The medical evidence added detail to what officers found at the scene. Dr. Lauren Decker, who conducted the autopsy, listed blunt-force injuries that included abrasions and contusions to the face, lacerations to the scalp, skull fractures, subarachnoid hemorrhage, a temporal laceration and additional injuries to the arms and legs. Prosecutors said the cause of death was blunt-force injuries. The complaint does not say whether investigators recovered scissors from the room, and it does not say whether any forensic testing had been completed on the bat by the time charges were filed. Those gaps leave some questions unanswered, even as the broad timeline presented by police appears tightly drawn.
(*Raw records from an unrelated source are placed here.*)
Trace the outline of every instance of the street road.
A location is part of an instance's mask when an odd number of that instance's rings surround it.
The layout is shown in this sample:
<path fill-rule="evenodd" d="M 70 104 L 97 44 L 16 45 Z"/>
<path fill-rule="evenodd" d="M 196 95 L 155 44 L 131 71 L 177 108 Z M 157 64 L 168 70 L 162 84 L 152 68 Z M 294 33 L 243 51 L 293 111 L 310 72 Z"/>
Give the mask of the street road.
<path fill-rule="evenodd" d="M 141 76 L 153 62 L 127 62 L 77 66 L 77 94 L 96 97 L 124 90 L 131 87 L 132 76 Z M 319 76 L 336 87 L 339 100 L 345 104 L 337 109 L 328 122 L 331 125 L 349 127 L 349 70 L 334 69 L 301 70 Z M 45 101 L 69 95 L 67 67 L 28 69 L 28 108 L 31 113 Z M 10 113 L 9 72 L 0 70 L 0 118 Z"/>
After his arrest, Jenkins waived his rights and gave a statement, the complaint says. He told investigators he and his mother argued over silver coins, money and “her not listening when he was trying to express himself.” He said she “blew off” his concerns and came into his face. He also claimed she had scissors in her hand and looked as though she might do something to him. According to prosecutors, Jenkins then said he got the baseball bat, struck his mother several times in the head while she sat in a chair and later admitted he was “wrong for murdering my mother.” He appeared in court March 1, and local reports said bond was set at $300,000. A preliminary hearing had been scheduled for March 10.

Author note: Last updated March 30, 2026.